I just find it very distasteful and I wish the baby was at least wrapped in a little blanket.


----------



## Voltaire2013 (Sep 22, 2013)

SecondTime'Round said:


> I thought the same thing....well, the baby did exit from there....but still, you don't hold your baby naked on your crotch area. It just doesn't happen, so it's a very odd photo. Can you imagine if the dad was hold his newborn baby there?
> 
> I just find it very distasteful and I wish the baby was at least wrapped in a little blanket.


I think it's tastefully done as a art, nude baby from nude Mom with battle scar. Clothing would detract from the natural statement. Art is subjective, but to me it's a powerful image. 

I kinda dig a section scars, so maybe I'm biased. :laugh:

Cheers,
V(13)


----------



## SecondTime'Round (Jan 15, 2015)

Voltaire2013 said:


> I think it's tastefully done as a art, nude baby from nude Mom with battle scar. Clothing would detract from the natural statement. Art is subjective, but to me it's a powerful image.
> 
> I kinda dig a section scars, so maybe I'm biased. :laugh:
> 
> ...


It's not the scar I'm opposed to....not at ALL. I just don't think they have to be exposing her pubic bone, with a baby on top of it.

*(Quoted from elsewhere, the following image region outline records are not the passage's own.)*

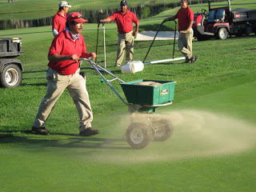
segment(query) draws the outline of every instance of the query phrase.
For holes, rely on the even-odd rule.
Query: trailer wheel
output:
[[[0,74],[0,86],[13,88],[21,85],[22,73],[18,66],[8,64]]]
[[[148,126],[143,122],[134,122],[126,130],[128,144],[134,149],[142,149],[152,141],[152,133]]]
[[[229,36],[229,33],[226,28],[222,27],[218,30],[217,38],[218,39],[223,40],[223,39],[227,38],[228,36]]]
[[[165,142],[173,134],[173,125],[168,119],[159,119],[152,122],[152,126],[155,130],[154,141]]]

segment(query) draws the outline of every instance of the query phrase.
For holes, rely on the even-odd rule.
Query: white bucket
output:
[[[130,62],[121,66],[122,74],[134,74],[134,66]]]
[[[134,61],[121,66],[122,74],[134,74],[144,69],[143,62]]]
[[[140,61],[134,61],[134,62],[131,62],[131,63],[134,66],[134,73],[142,71],[144,69],[144,64]]]

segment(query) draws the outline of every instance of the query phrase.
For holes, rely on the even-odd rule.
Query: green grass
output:
[[[142,20],[141,26],[157,26],[174,12]],[[67,91],[47,121],[51,134],[31,134],[46,92],[50,26],[2,30],[0,38],[22,37],[25,54],[18,58],[25,70],[21,86],[0,89],[1,191],[254,191],[255,35],[194,40],[198,59],[194,64],[146,65],[141,72],[122,74],[113,66],[116,26],[106,26],[107,69],[114,74],[125,82],[177,82],[173,105],[158,110],[172,121],[174,135],[165,142],[131,150],[121,140],[130,125],[127,107],[106,85],[100,85],[100,76],[86,62],[82,70],[93,126],[101,134],[78,136],[78,115]],[[82,34],[88,51],[95,51],[97,26],[86,24]],[[134,60],[143,60],[150,43],[135,42]],[[172,43],[156,41],[147,61],[171,58]],[[181,56],[176,46],[175,57]],[[98,59],[102,57],[100,42]],[[124,97],[118,83],[112,84]]]

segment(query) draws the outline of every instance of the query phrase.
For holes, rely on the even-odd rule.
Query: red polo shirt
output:
[[[65,14],[64,17],[62,14],[57,12],[57,14],[53,17],[52,20],[52,30],[55,29],[58,30],[58,33],[62,32],[66,28],[66,14]]]
[[[90,54],[86,52],[86,46],[82,35],[80,34],[80,40],[73,38],[68,31],[63,30],[58,34],[54,39],[50,47],[48,57],[55,54],[62,55],[76,54],[79,58],[89,58]],[[72,60],[66,60],[59,62],[50,62],[48,66],[58,72],[65,74],[74,74],[79,67],[79,62]]]
[[[175,14],[175,18],[178,19],[178,30],[186,29],[190,22],[194,21],[194,12],[189,6],[184,10],[180,9]]]
[[[120,34],[127,34],[134,30],[133,22],[134,23],[138,22],[136,15],[128,10],[125,14],[119,10],[114,13],[110,18],[111,21],[116,21],[118,31]]]

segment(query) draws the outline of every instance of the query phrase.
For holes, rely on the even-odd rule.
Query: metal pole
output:
[[[98,24],[98,33],[97,33],[97,43],[96,43],[96,55],[98,55],[98,29],[99,29],[99,24],[100,22]],[[95,62],[97,63],[97,58],[95,59]]]
[[[102,23],[103,26],[103,50],[104,50],[104,67],[105,69],[106,68],[106,41],[105,41],[105,26],[104,22],[101,22],[98,24],[98,32],[97,32],[97,44],[96,44],[96,55],[98,55],[98,31],[99,31],[99,26],[100,24]],[[95,62],[97,63],[97,58],[95,59]]]
[[[105,26],[104,26],[104,22],[102,22],[102,26],[103,26],[104,67],[106,69],[106,43],[105,43]]]
[[[174,31],[174,52],[173,52],[173,59],[174,58],[174,50],[175,50],[175,39],[176,39],[176,30],[177,30],[177,22],[174,21],[175,22],[175,31]]]
[[[164,22],[162,22],[160,24],[160,26],[159,26],[159,27],[158,27],[158,31],[157,31],[157,33],[155,34],[154,38],[154,39],[153,39],[153,41],[152,41],[152,42],[151,42],[151,45],[150,45],[150,49],[148,50],[147,53],[146,53],[146,56],[145,56],[145,58],[144,58],[144,60],[143,60],[143,63],[144,63],[144,62],[146,61],[146,57],[147,57],[147,55],[148,55],[148,54],[149,54],[149,52],[150,52],[150,49],[151,49],[151,46],[152,46],[152,45],[153,45],[153,42],[154,42],[155,38],[157,37],[157,35],[158,35],[158,31],[159,31],[160,27],[162,26],[162,25]]]

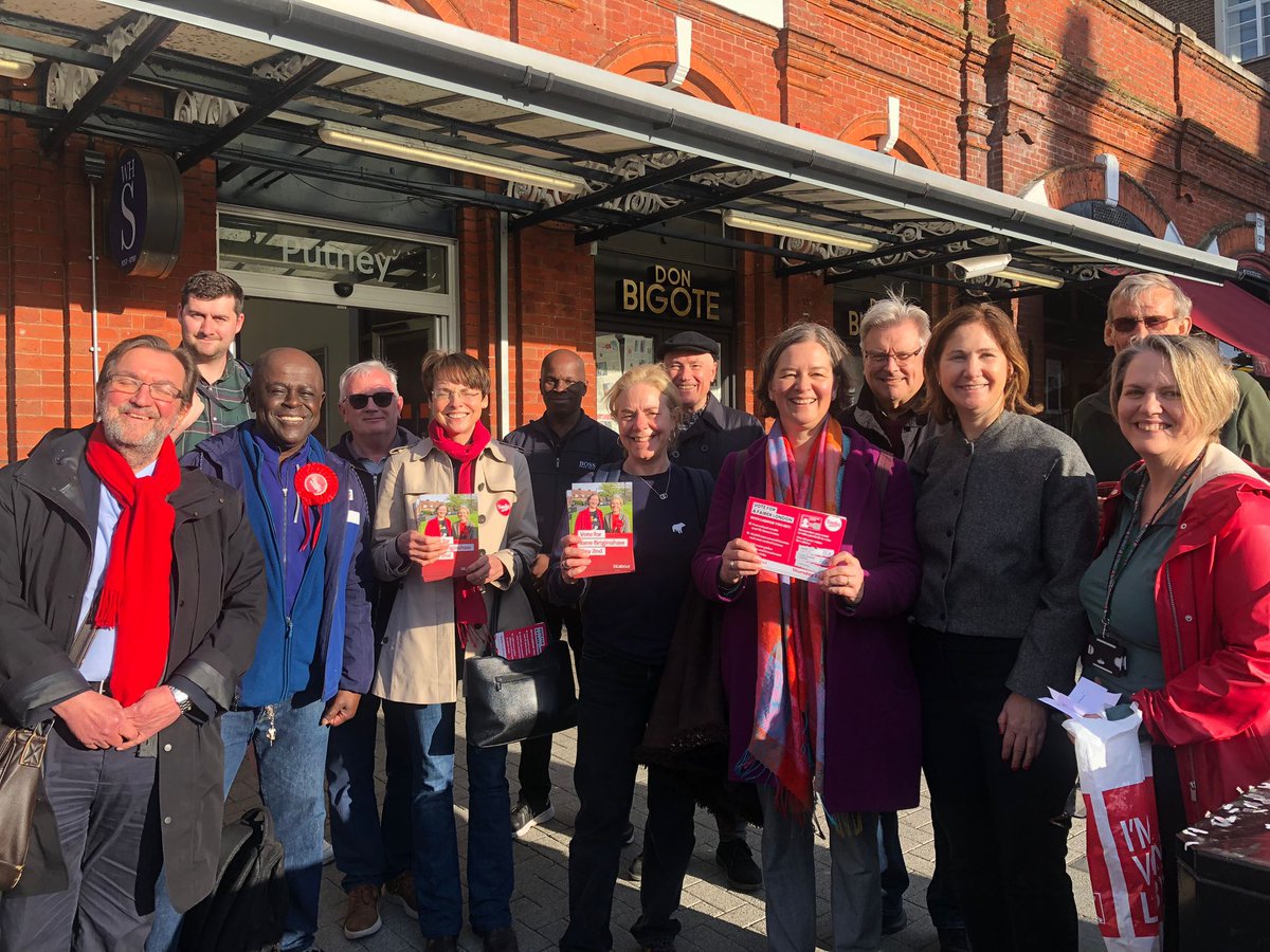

The baby could be on (or in) a blanket, and still show the scar.


----------



## Voltaire2013 (Sep 22, 2013)

SecondTime'Round said:


> It's not the scar I'm opposed to....not at ALL. I just don't think they have to be exposing her pubic bone, with a baby on top of it. The baby could be on (or in) a blanket, and still show the scar.


I don't think that's the point, it's supposed to represent the natural bond between mother & child and what the mother went through to get there. The clothing is not part of that process, it superfluous to the image.

Also, I just said that so I can use superfluous in a sentence.:wink2:



Cheers,
V(13)


----------



## Idyit (Mar 5, 2013)

What I noticed. Doc did a fair job closing. Scar will be a little un-even on moms right side.

~ Passio


----------



## Anon Pink (Jan 17, 2013)

My first impression was sympathetic pain. Don't like looking at fresh incisions!!! But once I got past that, I also thought it was tastefully done nude art capturing "naked bonding" at its best. When you think about it, the baby generally has its first view of Mom's crotch so I saw nothing wrong or unsettling about the photo.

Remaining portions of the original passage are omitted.